If Gandhi was stunned and horrified by the Wyllie murder, so were Londoners. In one sense, it was nothing new. By 1909 they were used to terror attacks; in 1885 a bomb had even been thrown into the House of Commons. But those acts had been perpetrated by rowdy Irishmen. Indians, especially educated Hindus, were supposed to be the placid and grateful beneficiaries of British rule.

However, the 1905 partition of Bengal had aroused nationalist feelings that defied that racial stereotype. Secret societies like Abhinav Bharat Sanstha sprang up across India, dedicated to murder and assassination. Passionate young men made bombs and collected firearms to use against the hated British occupiers. In December 1907 Hindu terrorists used a bomb to derail a train carrying the viceroy’s chief assistant Sir Andrew Fraser. Then on April 30, 1908, another was thrown into a railway carriage that the bombers thought contained a white civil servant. Instead, it killed two English ladies, a Mrs. Kennedy and her daughter.

Britons in India were aghast. Memories of Cawnpore still ran deep, half a century later. There was a furious search for the culprits.
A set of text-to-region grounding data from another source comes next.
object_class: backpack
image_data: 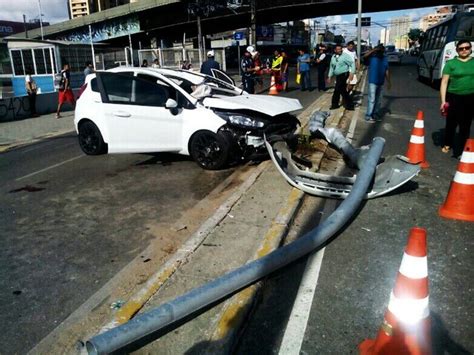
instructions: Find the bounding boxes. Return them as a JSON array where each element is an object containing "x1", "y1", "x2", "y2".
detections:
[{"x1": 54, "y1": 71, "x2": 65, "y2": 90}]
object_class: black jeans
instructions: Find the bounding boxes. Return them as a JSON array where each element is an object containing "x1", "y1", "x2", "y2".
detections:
[
  {"x1": 242, "y1": 75, "x2": 255, "y2": 94},
  {"x1": 27, "y1": 91, "x2": 37, "y2": 115},
  {"x1": 445, "y1": 92, "x2": 474, "y2": 150},
  {"x1": 317, "y1": 65, "x2": 327, "y2": 90},
  {"x1": 332, "y1": 72, "x2": 353, "y2": 108}
]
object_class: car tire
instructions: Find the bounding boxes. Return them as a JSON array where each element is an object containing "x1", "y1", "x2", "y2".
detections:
[
  {"x1": 189, "y1": 131, "x2": 230, "y2": 170},
  {"x1": 78, "y1": 121, "x2": 107, "y2": 155}
]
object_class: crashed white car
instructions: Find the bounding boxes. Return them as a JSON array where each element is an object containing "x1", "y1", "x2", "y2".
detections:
[{"x1": 74, "y1": 67, "x2": 302, "y2": 169}]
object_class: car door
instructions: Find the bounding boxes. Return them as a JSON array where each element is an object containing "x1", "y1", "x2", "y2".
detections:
[
  {"x1": 96, "y1": 72, "x2": 183, "y2": 153},
  {"x1": 210, "y1": 68, "x2": 235, "y2": 86}
]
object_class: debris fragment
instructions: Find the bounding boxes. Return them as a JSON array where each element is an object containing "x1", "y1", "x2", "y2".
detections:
[
  {"x1": 110, "y1": 300, "x2": 125, "y2": 310},
  {"x1": 361, "y1": 227, "x2": 371, "y2": 232}
]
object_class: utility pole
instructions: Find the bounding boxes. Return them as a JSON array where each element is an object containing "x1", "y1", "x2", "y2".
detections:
[
  {"x1": 356, "y1": 0, "x2": 362, "y2": 61},
  {"x1": 37, "y1": 0, "x2": 44, "y2": 40},
  {"x1": 250, "y1": 0, "x2": 256, "y2": 46},
  {"x1": 23, "y1": 14, "x2": 28, "y2": 38},
  {"x1": 197, "y1": 16, "x2": 203, "y2": 66}
]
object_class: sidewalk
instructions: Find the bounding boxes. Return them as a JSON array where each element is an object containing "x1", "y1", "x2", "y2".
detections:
[{"x1": 0, "y1": 111, "x2": 75, "y2": 153}]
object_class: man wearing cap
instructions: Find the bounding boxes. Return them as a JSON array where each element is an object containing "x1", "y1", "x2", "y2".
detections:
[
  {"x1": 241, "y1": 46, "x2": 260, "y2": 94},
  {"x1": 200, "y1": 50, "x2": 220, "y2": 76}
]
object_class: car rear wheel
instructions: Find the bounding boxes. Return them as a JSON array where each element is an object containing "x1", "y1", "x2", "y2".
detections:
[
  {"x1": 78, "y1": 121, "x2": 107, "y2": 155},
  {"x1": 189, "y1": 131, "x2": 230, "y2": 170}
]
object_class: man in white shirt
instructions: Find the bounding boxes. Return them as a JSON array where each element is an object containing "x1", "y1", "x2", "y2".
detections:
[{"x1": 344, "y1": 41, "x2": 359, "y2": 89}]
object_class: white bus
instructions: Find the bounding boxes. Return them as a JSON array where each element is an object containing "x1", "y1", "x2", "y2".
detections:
[{"x1": 418, "y1": 12, "x2": 474, "y2": 82}]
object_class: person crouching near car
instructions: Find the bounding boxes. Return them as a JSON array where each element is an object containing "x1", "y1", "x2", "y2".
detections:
[
  {"x1": 25, "y1": 68, "x2": 39, "y2": 117},
  {"x1": 56, "y1": 63, "x2": 75, "y2": 119},
  {"x1": 440, "y1": 39, "x2": 474, "y2": 156},
  {"x1": 327, "y1": 44, "x2": 355, "y2": 110},
  {"x1": 363, "y1": 44, "x2": 391, "y2": 122}
]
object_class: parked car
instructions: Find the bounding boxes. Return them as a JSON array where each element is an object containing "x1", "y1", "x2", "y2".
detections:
[
  {"x1": 386, "y1": 45, "x2": 402, "y2": 64},
  {"x1": 73, "y1": 67, "x2": 302, "y2": 170}
]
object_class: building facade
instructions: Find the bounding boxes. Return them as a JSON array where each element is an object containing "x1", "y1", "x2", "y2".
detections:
[
  {"x1": 69, "y1": 0, "x2": 134, "y2": 19},
  {"x1": 419, "y1": 6, "x2": 454, "y2": 32}
]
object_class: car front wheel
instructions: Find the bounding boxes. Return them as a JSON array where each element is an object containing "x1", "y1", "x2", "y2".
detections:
[
  {"x1": 189, "y1": 131, "x2": 230, "y2": 170},
  {"x1": 78, "y1": 121, "x2": 107, "y2": 155}
]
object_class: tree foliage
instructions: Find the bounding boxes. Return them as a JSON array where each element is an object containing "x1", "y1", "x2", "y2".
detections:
[{"x1": 408, "y1": 28, "x2": 424, "y2": 42}]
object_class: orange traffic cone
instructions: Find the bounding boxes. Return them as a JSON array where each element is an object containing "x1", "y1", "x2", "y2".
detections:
[
  {"x1": 359, "y1": 227, "x2": 431, "y2": 355},
  {"x1": 269, "y1": 75, "x2": 278, "y2": 95},
  {"x1": 406, "y1": 111, "x2": 429, "y2": 168},
  {"x1": 439, "y1": 138, "x2": 474, "y2": 222}
]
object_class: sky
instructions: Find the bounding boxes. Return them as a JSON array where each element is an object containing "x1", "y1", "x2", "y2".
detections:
[
  {"x1": 2, "y1": 0, "x2": 440, "y2": 43},
  {"x1": 313, "y1": 6, "x2": 438, "y2": 43}
]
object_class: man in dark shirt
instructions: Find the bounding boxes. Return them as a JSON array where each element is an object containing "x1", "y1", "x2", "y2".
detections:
[
  {"x1": 241, "y1": 46, "x2": 260, "y2": 94},
  {"x1": 200, "y1": 50, "x2": 220, "y2": 76}
]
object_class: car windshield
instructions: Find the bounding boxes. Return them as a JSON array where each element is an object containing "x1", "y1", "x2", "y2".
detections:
[{"x1": 163, "y1": 72, "x2": 240, "y2": 99}]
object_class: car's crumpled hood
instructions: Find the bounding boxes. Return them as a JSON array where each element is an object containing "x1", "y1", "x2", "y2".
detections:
[{"x1": 202, "y1": 94, "x2": 303, "y2": 117}]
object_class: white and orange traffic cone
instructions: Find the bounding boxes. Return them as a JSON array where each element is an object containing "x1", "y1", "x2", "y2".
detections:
[
  {"x1": 359, "y1": 227, "x2": 431, "y2": 355},
  {"x1": 269, "y1": 75, "x2": 278, "y2": 95},
  {"x1": 406, "y1": 111, "x2": 429, "y2": 169},
  {"x1": 439, "y1": 138, "x2": 474, "y2": 222}
]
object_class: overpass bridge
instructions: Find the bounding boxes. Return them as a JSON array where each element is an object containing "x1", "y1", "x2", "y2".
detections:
[{"x1": 8, "y1": 0, "x2": 468, "y2": 47}]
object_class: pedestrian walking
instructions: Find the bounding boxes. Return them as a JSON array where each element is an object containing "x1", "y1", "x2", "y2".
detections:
[
  {"x1": 200, "y1": 50, "x2": 220, "y2": 76},
  {"x1": 363, "y1": 44, "x2": 391, "y2": 122},
  {"x1": 327, "y1": 44, "x2": 355, "y2": 110},
  {"x1": 440, "y1": 39, "x2": 474, "y2": 155},
  {"x1": 297, "y1": 48, "x2": 312, "y2": 91},
  {"x1": 83, "y1": 61, "x2": 94, "y2": 82},
  {"x1": 281, "y1": 51, "x2": 289, "y2": 91},
  {"x1": 56, "y1": 63, "x2": 75, "y2": 119},
  {"x1": 316, "y1": 45, "x2": 329, "y2": 91},
  {"x1": 25, "y1": 68, "x2": 39, "y2": 117},
  {"x1": 241, "y1": 46, "x2": 259, "y2": 94}
]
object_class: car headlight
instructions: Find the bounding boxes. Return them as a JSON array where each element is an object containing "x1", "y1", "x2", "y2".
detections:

At Alipore near Calcutta police stumbled on a bomb-making factory in the garden of a house belonging to a distinguished Bengali family, the Ghoses. Barindra Ghose and his brother Aurobindo were arrested for the Kennedy assassinations, along with twenty-seven other conspirators, including one of India’s leading politicians, Bal Gangadhar Tilak.
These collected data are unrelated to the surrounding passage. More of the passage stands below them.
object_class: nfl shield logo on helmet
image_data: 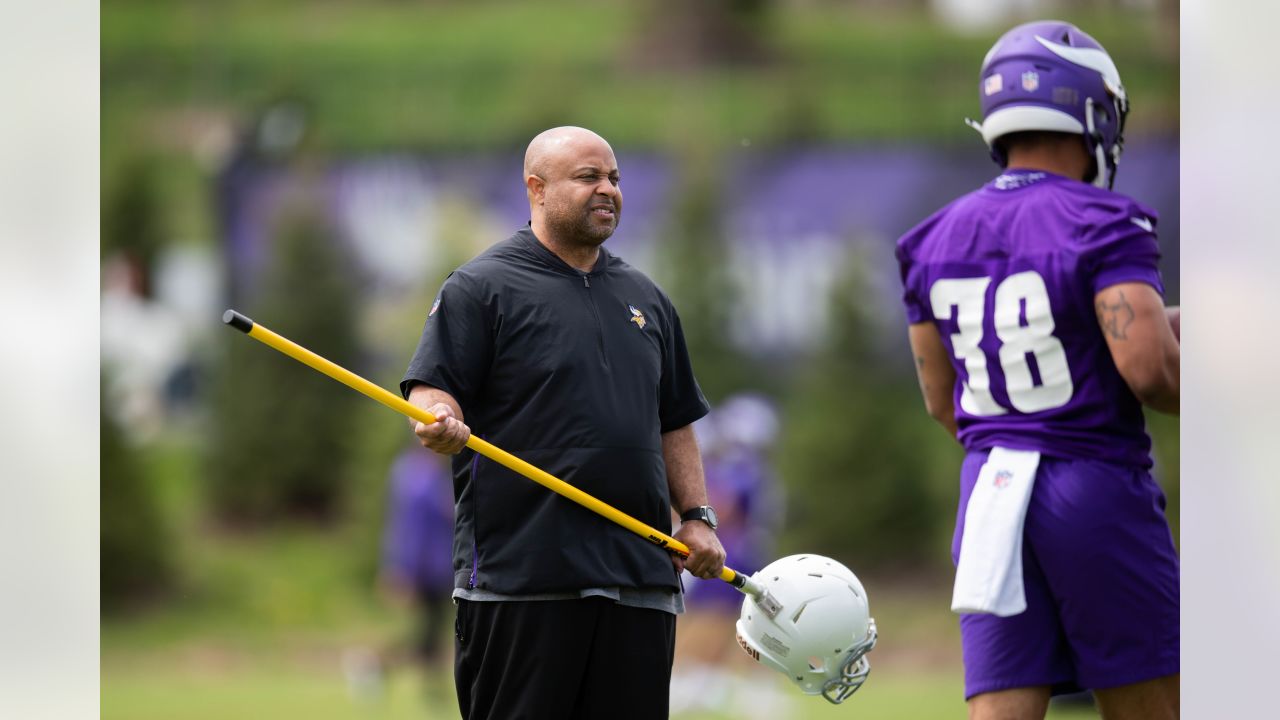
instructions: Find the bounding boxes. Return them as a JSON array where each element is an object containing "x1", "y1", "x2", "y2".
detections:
[
  {"x1": 1021, "y1": 71, "x2": 1040, "y2": 92},
  {"x1": 628, "y1": 304, "x2": 647, "y2": 329}
]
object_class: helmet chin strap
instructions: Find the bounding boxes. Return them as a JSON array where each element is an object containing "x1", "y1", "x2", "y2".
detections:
[
  {"x1": 965, "y1": 118, "x2": 1010, "y2": 168},
  {"x1": 1085, "y1": 97, "x2": 1109, "y2": 189}
]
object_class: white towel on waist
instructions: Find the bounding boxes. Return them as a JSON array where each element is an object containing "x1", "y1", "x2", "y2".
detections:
[{"x1": 951, "y1": 447, "x2": 1041, "y2": 617}]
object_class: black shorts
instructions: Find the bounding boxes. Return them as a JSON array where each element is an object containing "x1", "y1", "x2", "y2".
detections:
[{"x1": 454, "y1": 596, "x2": 676, "y2": 720}]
Their trial lasted almost seven months. By its end, the Raj was as much on trial as the Alipore conspirators. Aurobindo Ghose, the terrorist ringleader, had been a head boy at St. Paul’s school in London and graduated from Cambridge. (The chief prosecutor was a former classmate.) His Latin was impeccable, his Greek even better. He and his brother seemed the very model of the “Indian in blood and color, but English in taste and intellect” educated elite that the Raj wanted. But Aurobindo’s testimony revealed only his undying hatred of his imperial masters. Eventually he was acquitted, but nineteen others were convicted, and three went to the gallows. One of them, the man who had thrown the bomb that killed the Kennedys, died with a copy of the
Bhagavad Gita
in his hands.
6
Tilak was sentenced to exile in Burma for six years.
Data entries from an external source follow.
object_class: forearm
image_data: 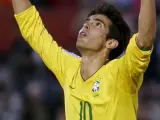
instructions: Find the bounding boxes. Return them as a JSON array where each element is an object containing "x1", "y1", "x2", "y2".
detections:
[
  {"x1": 12, "y1": 0, "x2": 32, "y2": 14},
  {"x1": 137, "y1": 0, "x2": 156, "y2": 49}
]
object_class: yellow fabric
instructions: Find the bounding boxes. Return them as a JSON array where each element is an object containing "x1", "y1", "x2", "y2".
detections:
[{"x1": 15, "y1": 6, "x2": 152, "y2": 120}]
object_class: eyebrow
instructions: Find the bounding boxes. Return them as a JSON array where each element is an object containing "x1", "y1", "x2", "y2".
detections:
[{"x1": 85, "y1": 18, "x2": 106, "y2": 27}]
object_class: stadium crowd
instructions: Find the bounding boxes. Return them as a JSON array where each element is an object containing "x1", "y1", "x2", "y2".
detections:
[{"x1": 0, "y1": 0, "x2": 160, "y2": 120}]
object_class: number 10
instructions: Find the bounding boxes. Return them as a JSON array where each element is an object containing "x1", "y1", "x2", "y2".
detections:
[{"x1": 80, "y1": 101, "x2": 93, "y2": 120}]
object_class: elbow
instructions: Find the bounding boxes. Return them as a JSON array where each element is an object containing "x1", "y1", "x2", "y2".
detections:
[
  {"x1": 136, "y1": 34, "x2": 155, "y2": 50},
  {"x1": 137, "y1": 42, "x2": 153, "y2": 50}
]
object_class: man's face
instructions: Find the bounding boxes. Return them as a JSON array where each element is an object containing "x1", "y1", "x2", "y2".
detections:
[{"x1": 76, "y1": 14, "x2": 112, "y2": 52}]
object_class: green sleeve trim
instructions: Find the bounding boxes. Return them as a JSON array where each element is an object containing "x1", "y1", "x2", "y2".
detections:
[{"x1": 140, "y1": 47, "x2": 151, "y2": 51}]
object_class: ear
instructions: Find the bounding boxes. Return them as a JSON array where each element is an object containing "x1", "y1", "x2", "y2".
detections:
[{"x1": 106, "y1": 39, "x2": 119, "y2": 49}]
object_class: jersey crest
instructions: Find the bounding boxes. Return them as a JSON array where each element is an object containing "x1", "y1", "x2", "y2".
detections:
[{"x1": 92, "y1": 81, "x2": 100, "y2": 97}]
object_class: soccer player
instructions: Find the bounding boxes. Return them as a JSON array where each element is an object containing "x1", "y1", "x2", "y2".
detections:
[{"x1": 12, "y1": 0, "x2": 156, "y2": 120}]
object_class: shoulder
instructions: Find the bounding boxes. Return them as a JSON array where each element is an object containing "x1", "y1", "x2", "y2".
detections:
[
  {"x1": 103, "y1": 58, "x2": 121, "y2": 72},
  {"x1": 103, "y1": 56, "x2": 128, "y2": 75},
  {"x1": 62, "y1": 49, "x2": 81, "y2": 59},
  {"x1": 62, "y1": 49, "x2": 81, "y2": 66}
]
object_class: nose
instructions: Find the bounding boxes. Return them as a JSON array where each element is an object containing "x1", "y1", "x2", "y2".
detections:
[{"x1": 83, "y1": 23, "x2": 89, "y2": 30}]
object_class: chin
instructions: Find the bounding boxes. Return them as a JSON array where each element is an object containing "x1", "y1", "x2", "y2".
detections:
[
  {"x1": 76, "y1": 37, "x2": 89, "y2": 50},
  {"x1": 76, "y1": 41, "x2": 82, "y2": 49},
  {"x1": 76, "y1": 40, "x2": 85, "y2": 51}
]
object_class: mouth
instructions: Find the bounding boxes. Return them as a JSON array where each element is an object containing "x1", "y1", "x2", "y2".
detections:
[{"x1": 78, "y1": 31, "x2": 88, "y2": 37}]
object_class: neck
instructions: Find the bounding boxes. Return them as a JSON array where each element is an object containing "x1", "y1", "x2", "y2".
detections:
[{"x1": 80, "y1": 50, "x2": 110, "y2": 80}]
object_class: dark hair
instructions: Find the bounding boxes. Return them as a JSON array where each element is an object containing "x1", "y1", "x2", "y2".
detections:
[{"x1": 88, "y1": 3, "x2": 131, "y2": 60}]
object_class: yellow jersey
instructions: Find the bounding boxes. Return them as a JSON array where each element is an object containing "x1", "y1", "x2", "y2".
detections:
[{"x1": 15, "y1": 6, "x2": 152, "y2": 120}]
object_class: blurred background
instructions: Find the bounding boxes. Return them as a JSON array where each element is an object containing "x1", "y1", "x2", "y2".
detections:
[{"x1": 0, "y1": 0, "x2": 160, "y2": 120}]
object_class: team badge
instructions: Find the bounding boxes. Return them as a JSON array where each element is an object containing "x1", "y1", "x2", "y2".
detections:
[{"x1": 92, "y1": 81, "x2": 100, "y2": 93}]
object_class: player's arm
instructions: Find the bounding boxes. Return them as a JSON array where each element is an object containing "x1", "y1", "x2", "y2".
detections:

Other terrorist cells vowed to hunt down the Alipore conspirators’ persecutors one by one. In 1908 they killed a police inspector who had been involved in the Ghoses’ arrest. Early in 1909 they killed the trial’s public prosecutor. Wyllie had become a prime target because of his involvement in the case. He also happened to be a good friend of the murderer’s family, who publicly disowned their son for his terrorist views. The supreme irony was that Curzon Wyllie had the reputation of being deeply pro-Indian, as did his superior, the Liberal Secretary of State for India John Morley. Far from being a hard-liner, “a more kind, genial, unselfish, and helpful creature never existed,” Morley wrote of his aide. Morley himself refused to revise his own views on the need for progressive change in India. But after the murder he took care to be followed by three hired detectives.
7

Madan Lal Dhingra’s trial began on July 27, with heavy publicity. It took the court at the Old Bailey less than two days to sentence him to death. Dhingra expressed regret for the death of Dr. Lalkaka but not for Wyllie. His last statement before the court was calm and defiant, with echoes of Nathan Hale. “I believe that a nation held down by foreign bayonets is in a perpetual state of war,” he said. “I am proud to lay down my life for my country. But remember we shall have our time in the days to come.”